8 Şubat 2016 Pazartesi

"İki Büyük Dünya Sistemi Hakkında Diyalog" 376 Yıl sonra Türkçe

   635 sayfalık bu opus magnum'u bitirmek için üç ay kadar çabaladıktan sonra nihayet üç gün önce son sayfayı görebildim. Ağ güncemde yayımladığım kitaplara bakılırsa aralara bir hayli çerez okuma yerleştirmişim, ama değdi.
   Çok cesur bir kitap. Şöyle örnekleyeyim : günümüzün saygın bir bilim insanı çıkıp bir televizyon serisi yapsa (günümüzde kimse kitap okumuyor çünkü) ve içinde bulunduğumuz ekonomik, siyasal ve dini sistemin büyük bir yalan olduğunu karşı konulmaz bilimsel kanıtlarla ispatlasa ne olurdu ?
   Galileo, bu eylemi 376 yıl önce yapıyor. Dönemin (din ile de el ve eldiven gibi uyuşan (ama yanlış olan)) yer merkezli evren modelini, kendinden önceki birikimlerin üstüne sarsılmayacak kanıtlar koyarak bir güzel çürütüyor. Bunu yaparken, dönemin bilim insanlarının kullandığı (ve halkın anlayamadığı) Latince yerine İtalyanca yazıyor. Kopernik'in yapıtlarındaki gibi sıkıcı bir anlatım yerine üç kişinin hasbıhalini, okuru sıkmayacak bir şekilde kullanıyor. Bunlardan Salviati (bence) Galileo'nun kendisi, Sagredo kamuoyu ve nihayet Simplicio da statükodur. Galileo; kilisenin gazabından sakınmak amacıyla diğer ikisinin görüşlerini de destekler gibi yapar ama kendi görüşlerinin kanıtlarını sunduğunda karşısındakiler ikna olur. Eserdekiler ikna olsalar da, kilise olmaz ve Galileo hapse mahkum edilir. 
   Burada çevirmenin (ki bu duru çeviri için alkışlıyoruz kendisini) önsözünden bir alıntı yapacağım. 
   "İhtiyaç, icatların anasıdır sözü bilinir ve çok tekrarlanır.

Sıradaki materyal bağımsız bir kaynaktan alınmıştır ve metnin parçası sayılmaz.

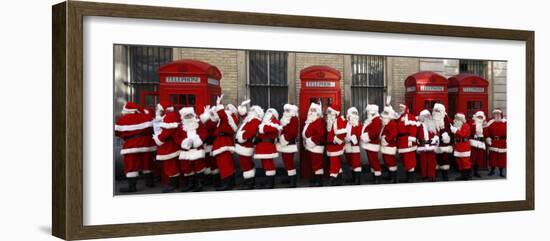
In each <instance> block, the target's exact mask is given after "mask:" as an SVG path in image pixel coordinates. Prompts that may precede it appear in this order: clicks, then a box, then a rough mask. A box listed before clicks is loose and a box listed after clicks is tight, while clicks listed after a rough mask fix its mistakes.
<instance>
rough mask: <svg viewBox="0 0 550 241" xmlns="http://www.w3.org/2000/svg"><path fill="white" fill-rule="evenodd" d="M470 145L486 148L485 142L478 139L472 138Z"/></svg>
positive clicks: (484, 148)
mask: <svg viewBox="0 0 550 241" xmlns="http://www.w3.org/2000/svg"><path fill="white" fill-rule="evenodd" d="M470 146H472V147H475V148H478V149H483V150H485V142H482V141H478V140H476V139H470Z"/></svg>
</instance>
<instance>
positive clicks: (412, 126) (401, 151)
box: [397, 104, 431, 182]
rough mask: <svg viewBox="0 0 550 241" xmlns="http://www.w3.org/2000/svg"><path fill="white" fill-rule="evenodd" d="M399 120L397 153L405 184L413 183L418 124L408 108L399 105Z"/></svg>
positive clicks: (397, 126)
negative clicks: (409, 110)
mask: <svg viewBox="0 0 550 241" xmlns="http://www.w3.org/2000/svg"><path fill="white" fill-rule="evenodd" d="M399 113H400V116H399V119H398V121H397V133H398V134H397V152H398V153H399V157H400V158H401V161H402V162H403V167H404V169H405V173H406V175H407V178H406V179H405V180H404V181H405V182H414V179H415V177H414V171H415V170H414V168H415V167H416V152H415V151H416V148H417V146H416V131H417V129H418V126H420V122H418V121H416V118H415V116H414V115H413V114H411V113H409V108H408V107H407V106H406V105H404V104H400V105H399ZM430 116H431V115H430Z"/></svg>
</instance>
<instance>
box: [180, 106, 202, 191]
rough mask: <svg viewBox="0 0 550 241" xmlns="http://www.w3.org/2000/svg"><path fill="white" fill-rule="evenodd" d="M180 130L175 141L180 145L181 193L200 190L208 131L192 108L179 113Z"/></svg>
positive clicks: (181, 111) (185, 109) (184, 110)
mask: <svg viewBox="0 0 550 241" xmlns="http://www.w3.org/2000/svg"><path fill="white" fill-rule="evenodd" d="M179 113H180V117H181V128H178V134H177V137H178V138H177V140H178V143H180V147H181V151H180V155H179V159H180V167H181V172H183V176H184V179H185V181H186V182H184V186H183V187H182V189H181V190H182V191H184V192H185V191H190V190H193V191H195V192H199V191H201V190H202V186H203V179H204V171H205V170H206V163H205V161H204V155H205V152H204V142H205V141H206V138H207V137H208V131H207V130H206V128H205V126H204V124H202V122H201V121H200V120H199V118H198V117H197V114H195V110H194V109H193V107H184V108H181V109H180V111H179Z"/></svg>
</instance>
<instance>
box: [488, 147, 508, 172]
mask: <svg viewBox="0 0 550 241" xmlns="http://www.w3.org/2000/svg"><path fill="white" fill-rule="evenodd" d="M489 162H490V163H489V165H490V166H491V167H498V168H506V152H504V153H498V152H495V151H489Z"/></svg>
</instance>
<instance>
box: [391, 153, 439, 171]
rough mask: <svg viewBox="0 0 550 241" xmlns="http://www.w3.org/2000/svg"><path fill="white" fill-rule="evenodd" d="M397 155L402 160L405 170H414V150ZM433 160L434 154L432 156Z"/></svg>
mask: <svg viewBox="0 0 550 241" xmlns="http://www.w3.org/2000/svg"><path fill="white" fill-rule="evenodd" d="M399 157H400V158H401V161H402V162H403V167H404V168H405V171H406V172H411V171H413V170H414V168H415V167H416V153H415V152H414V151H411V152H405V153H400V154H399ZM434 160H435V156H434Z"/></svg>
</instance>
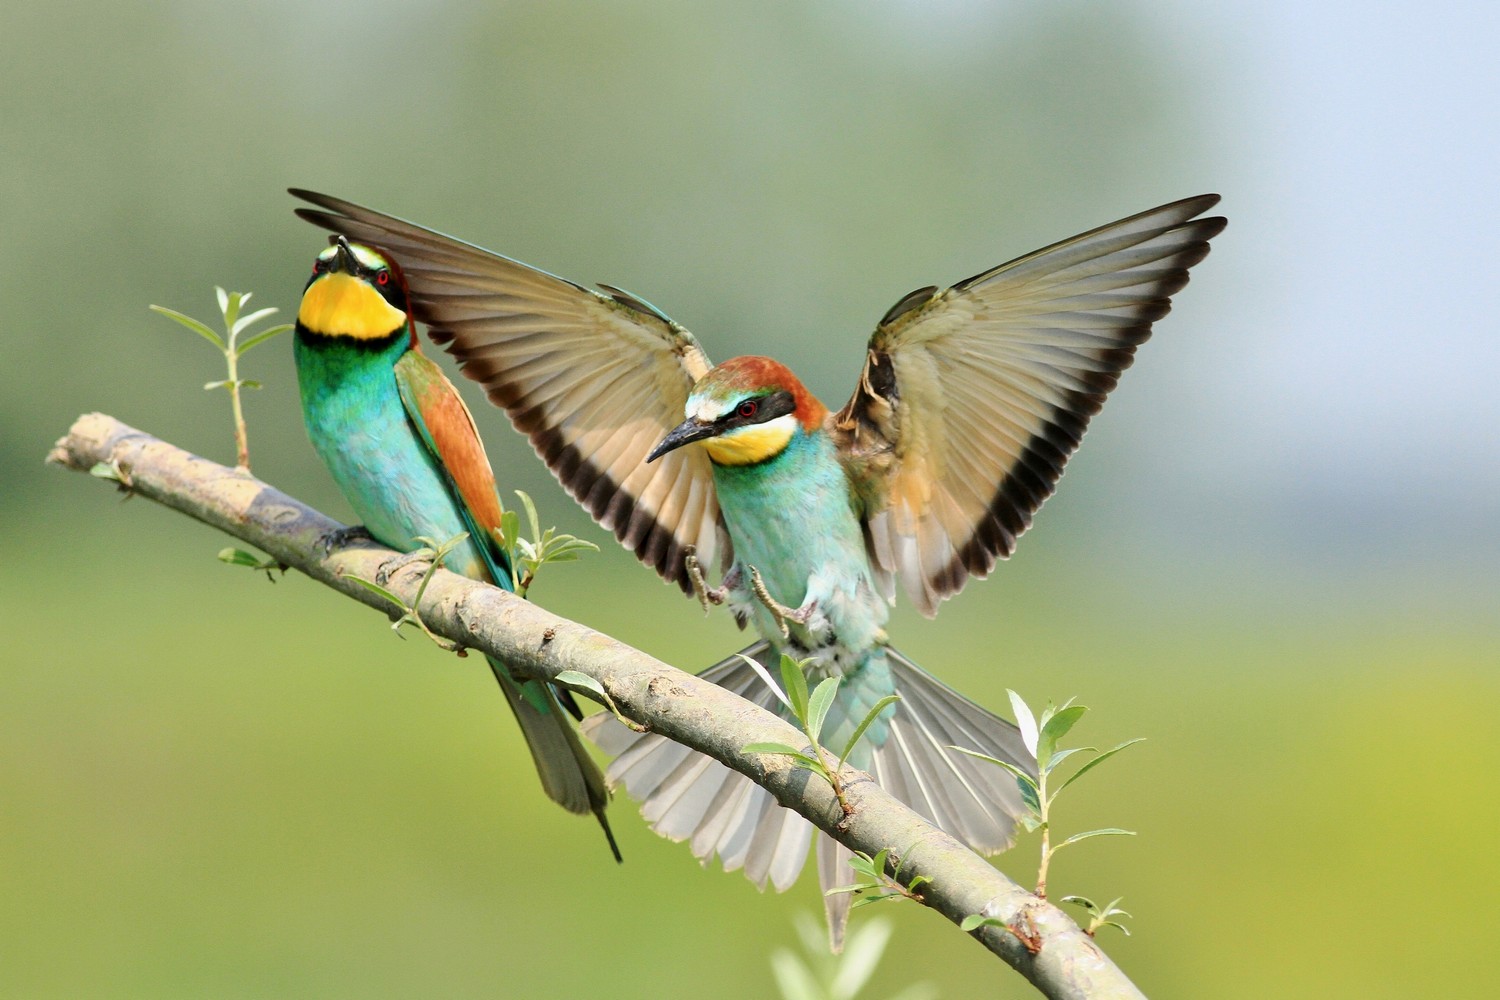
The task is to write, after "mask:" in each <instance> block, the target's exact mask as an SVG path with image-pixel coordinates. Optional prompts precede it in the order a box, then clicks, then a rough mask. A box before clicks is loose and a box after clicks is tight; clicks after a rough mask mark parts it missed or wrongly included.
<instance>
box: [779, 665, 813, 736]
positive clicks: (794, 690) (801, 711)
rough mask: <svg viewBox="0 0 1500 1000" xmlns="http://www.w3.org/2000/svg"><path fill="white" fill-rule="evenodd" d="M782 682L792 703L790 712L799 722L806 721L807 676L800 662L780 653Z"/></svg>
mask: <svg viewBox="0 0 1500 1000" xmlns="http://www.w3.org/2000/svg"><path fill="white" fill-rule="evenodd" d="M781 684H784V685H786V697H787V699H789V702H790V705H792V714H793V715H796V720H798V721H801V723H805V721H807V676H805V675H804V673H802V664H799V663H798V661H796V660H792V658H790V657H787V655H786V654H784V652H783V654H781Z"/></svg>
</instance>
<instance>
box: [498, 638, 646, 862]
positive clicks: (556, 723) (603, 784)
mask: <svg viewBox="0 0 1500 1000" xmlns="http://www.w3.org/2000/svg"><path fill="white" fill-rule="evenodd" d="M489 669H490V670H492V672H493V675H495V681H498V682H499V690H501V691H504V694H505V702H507V703H508V705H510V711H511V712H514V714H516V721H517V723H519V724H520V732H522V735H523V736H525V738H526V747H528V748H529V750H531V760H532V762H534V763H535V766H537V777H540V778H541V789H543V790H544V792H546V793H547V798H550V799H552V801H553V802H556V804H558V805H561V807H562V808H564V810H567V811H568V813H577V814H585V813H592V814H594V816H595V817H597V819H598V825H600V826H601V828H603V829H604V840H607V841H609V850H610V852H612V853H613V855H615V861H622V858H621V856H619V844H616V843H615V832H613V831H612V829H609V820H607V819H606V817H604V807H606V805H609V787H607V786H606V783H604V775H603V774H600V771H598V765H595V763H594V759H592V757H589V756H588V750H586V748H585V747H583V741H582V739H579V736H577V732H576V730H574V729H573V723H571V720H568V717H567V712H564V709H562V705H561V703H559V702H558V699H556V696H555V694H553V693H552V688H550V685H546V684H541V682H540V681H517V679H516V678H514V676H511V673H510V669H508V667H507V666H505V664H502V663H499V661H498V660H493V658H489Z"/></svg>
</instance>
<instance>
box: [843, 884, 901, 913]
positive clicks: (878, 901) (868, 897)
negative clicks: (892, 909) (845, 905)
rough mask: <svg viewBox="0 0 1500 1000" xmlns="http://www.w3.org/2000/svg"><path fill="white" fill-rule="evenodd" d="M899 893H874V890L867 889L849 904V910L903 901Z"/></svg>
mask: <svg viewBox="0 0 1500 1000" xmlns="http://www.w3.org/2000/svg"><path fill="white" fill-rule="evenodd" d="M904 898H906V897H903V895H901V894H900V892H876V891H874V889H867V891H865V894H864V895H862V897H859V898H858V900H855V901H853V903H850V904H849V909H850V910H858V909H859V907H862V906H870V904H871V903H889V901H892V900H904Z"/></svg>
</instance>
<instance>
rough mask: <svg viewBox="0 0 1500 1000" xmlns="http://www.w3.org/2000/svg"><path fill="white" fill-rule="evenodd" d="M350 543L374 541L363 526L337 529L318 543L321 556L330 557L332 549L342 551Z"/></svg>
mask: <svg viewBox="0 0 1500 1000" xmlns="http://www.w3.org/2000/svg"><path fill="white" fill-rule="evenodd" d="M351 541H375V538H374V537H372V535H371V532H369V528H366V526H365V525H353V526H350V528H338V529H335V531H330V532H329V534H326V535H324V537H323V538H320V540H318V543H320V544H321V546H323V555H326V556H332V555H333V552H335V549H344V547H345V546H348V544H350V543H351Z"/></svg>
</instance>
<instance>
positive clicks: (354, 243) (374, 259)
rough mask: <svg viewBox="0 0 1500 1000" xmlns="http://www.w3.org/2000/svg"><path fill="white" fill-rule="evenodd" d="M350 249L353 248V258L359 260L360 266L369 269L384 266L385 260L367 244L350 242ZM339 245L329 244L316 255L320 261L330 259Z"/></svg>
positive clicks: (328, 259) (336, 251) (335, 254)
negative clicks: (362, 243) (368, 246)
mask: <svg viewBox="0 0 1500 1000" xmlns="http://www.w3.org/2000/svg"><path fill="white" fill-rule="evenodd" d="M350 249H351V250H354V259H356V261H359V262H360V267H368V268H371V270H380V268H383V267H386V261H384V259H383V258H381V256H380V253H377V252H375V250H372V249H369V247H368V246H360V244H359V243H351V244H350ZM338 253H339V247H336V246H330V247H329V249H327V250H324V252H323V253H320V255H318V259H320V261H332V259H333V258H335V256H338Z"/></svg>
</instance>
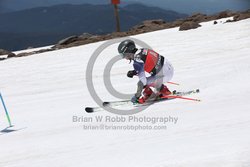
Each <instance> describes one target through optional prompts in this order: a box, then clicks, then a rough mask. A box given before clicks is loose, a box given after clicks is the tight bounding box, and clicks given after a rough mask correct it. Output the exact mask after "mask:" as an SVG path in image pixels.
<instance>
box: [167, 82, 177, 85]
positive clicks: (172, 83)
mask: <svg viewBox="0 0 250 167" xmlns="http://www.w3.org/2000/svg"><path fill="white" fill-rule="evenodd" d="M167 83H169V84H173V85H180V84H178V83H175V82H167Z"/></svg>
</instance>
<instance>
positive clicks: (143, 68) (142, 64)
mask: <svg viewBox="0 0 250 167" xmlns="http://www.w3.org/2000/svg"><path fill="white" fill-rule="evenodd" d="M133 66H134V69H135V71H136V73H137V74H138V77H139V80H140V81H141V82H142V83H143V86H145V85H146V84H147V78H146V75H145V71H144V63H140V62H134V65H133Z"/></svg>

Peki, Galileo için bir ihtiyaç mıydı Dünya'nın döndüğünü ispatlamak ? 1961 yılında Sovyet kozmonotu Yuri Gagarin Yerküremizin döndüğünü uzaydan gözleriyle görüp bize haber verecekti nasıl olsa ! 1630'larda gözleriyle değil de "akıl gözü" ile yerküremizin döndüğünü ispatlamaya kalkışmasından insanoğlu ne kazandı ?
   Bu soruya, Galileo'dan yaklaşık 325 yıl sonra 1954'te Nobel Fizik Ödülü alan Max Born'un sözleriyle cevap verelim : "Deneysel ve kuramsal araştırmada bilimin tutumu ve metodu, Galileo'dan bu yana hep aynı kalmıştır ve öyle kalmaya da devam edecektir.
   İtalyanca orijinalinden çevirisi elinizde olan Dialoga'da Salviati şöyle der : "Bilimin ilerlemekten başka bir hedefi yoktur."
   Özetlemek gerekirse insan Galileo'yu bilmeden de yaşabilir, fakat bir toplum yaşayamaz.
   Bu kitabı siz değerli okura, aklın şiiri olarak sunuyorum..."
   376 Yıl sonra dilimize çevrilen bu eser, sıradan okura uzun, sıkıcı ve gereksiz gelebilir. Şöyle yapabilirsiniz. Teknik konuları pas geçerek, metot ve yöntem konusundaki ayrıntılara odaklanıp, bilimin zorlu yolculuğunu gözlemleyebilirsiniz. Bu kitap okumadan da bilime inanabilirsiniz ama okuduğunuzda size bilimi anlamak yönünde bir şeyler katacağı kesindir.